From “The Human Condition: A User’s Manual,” by Arnold Kunst
Ted Kennedy started out as a spoiled playboy - a chip off the old block, he was a womanizer, he was rich and, finally, [unlike his more famous brothers] a drunkard. As the youngest of the Kennedy clan he was probably coddled by his mother; certainly not much was expected of him. His oldest brother Joe was the one being groomed to become President, and when he died in 1944 it was the second oldest, John, who was then groomed to become President; little Teddy wasn't even an afterthought, and Teddy delivered accordingly.
He did the pamperred-rich-kid-in-college thing and cheated probably more than once on his bumpy way through Harvard. Then at age 30 he got the senate seat of JFK his big brother because he was told to. Chappaquadick was the great symbol of his coast-along-and-tell-me-what-to-do approach to life in general and the life and death responsibility for all the Mary Jo Kopehnes of this world.
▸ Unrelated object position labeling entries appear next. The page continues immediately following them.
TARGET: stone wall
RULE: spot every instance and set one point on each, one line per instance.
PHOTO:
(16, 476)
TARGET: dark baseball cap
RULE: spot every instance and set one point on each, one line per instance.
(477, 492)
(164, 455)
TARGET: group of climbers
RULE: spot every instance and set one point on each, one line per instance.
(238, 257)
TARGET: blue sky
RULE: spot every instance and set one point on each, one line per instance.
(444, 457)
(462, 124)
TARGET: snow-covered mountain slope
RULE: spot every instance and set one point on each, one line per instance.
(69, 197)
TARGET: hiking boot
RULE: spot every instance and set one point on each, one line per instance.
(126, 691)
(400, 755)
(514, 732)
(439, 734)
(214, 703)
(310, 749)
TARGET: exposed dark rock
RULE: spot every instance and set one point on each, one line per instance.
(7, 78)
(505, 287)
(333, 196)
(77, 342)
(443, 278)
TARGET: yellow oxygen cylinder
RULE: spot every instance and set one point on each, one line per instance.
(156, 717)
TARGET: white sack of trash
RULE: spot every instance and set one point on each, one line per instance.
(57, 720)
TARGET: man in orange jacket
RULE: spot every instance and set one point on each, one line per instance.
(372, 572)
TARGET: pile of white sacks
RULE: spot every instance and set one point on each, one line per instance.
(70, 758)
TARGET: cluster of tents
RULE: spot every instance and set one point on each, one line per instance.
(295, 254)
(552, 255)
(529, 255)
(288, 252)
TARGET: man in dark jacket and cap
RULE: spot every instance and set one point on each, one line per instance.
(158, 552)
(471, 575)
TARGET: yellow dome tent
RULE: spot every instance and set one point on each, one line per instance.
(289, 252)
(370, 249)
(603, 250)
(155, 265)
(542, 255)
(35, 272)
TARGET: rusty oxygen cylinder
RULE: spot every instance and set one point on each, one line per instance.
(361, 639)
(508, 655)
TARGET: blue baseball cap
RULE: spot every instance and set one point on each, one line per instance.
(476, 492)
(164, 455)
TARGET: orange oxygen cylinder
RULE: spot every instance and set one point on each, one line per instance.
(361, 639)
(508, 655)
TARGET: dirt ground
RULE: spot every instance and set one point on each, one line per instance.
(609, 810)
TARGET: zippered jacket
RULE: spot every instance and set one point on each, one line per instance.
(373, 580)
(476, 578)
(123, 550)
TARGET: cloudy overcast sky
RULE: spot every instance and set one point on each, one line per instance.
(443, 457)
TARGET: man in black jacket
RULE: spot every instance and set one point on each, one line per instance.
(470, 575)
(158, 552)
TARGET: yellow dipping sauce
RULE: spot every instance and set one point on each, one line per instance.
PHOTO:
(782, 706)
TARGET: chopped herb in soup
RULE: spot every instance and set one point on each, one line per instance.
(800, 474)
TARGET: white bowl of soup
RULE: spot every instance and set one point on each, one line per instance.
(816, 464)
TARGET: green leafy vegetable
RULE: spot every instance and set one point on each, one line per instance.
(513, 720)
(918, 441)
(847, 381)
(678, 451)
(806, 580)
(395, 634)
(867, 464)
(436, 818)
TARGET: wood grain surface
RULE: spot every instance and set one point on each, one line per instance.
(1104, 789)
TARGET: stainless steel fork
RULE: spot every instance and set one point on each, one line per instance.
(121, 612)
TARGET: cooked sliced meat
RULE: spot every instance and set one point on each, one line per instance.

Later he ran for the presidency because, would you believe, he was told to.
But it seems he did have one saving characteristic: unlike his three brothers he happened to live for a long time. And during the course of those years he discovered he really liked being in the Senate. He also learned that things could get done by forming long-term relationships, if you were patient, if you approached problems incrementally. As he aged he made haste slowly, something we Americans aren’t very good at. He was even praised in the end because he achieved surprisingly dazzling success through dogged persistence.
Given his silver-spoon beginnings, who would have thought such fulsome praise possible?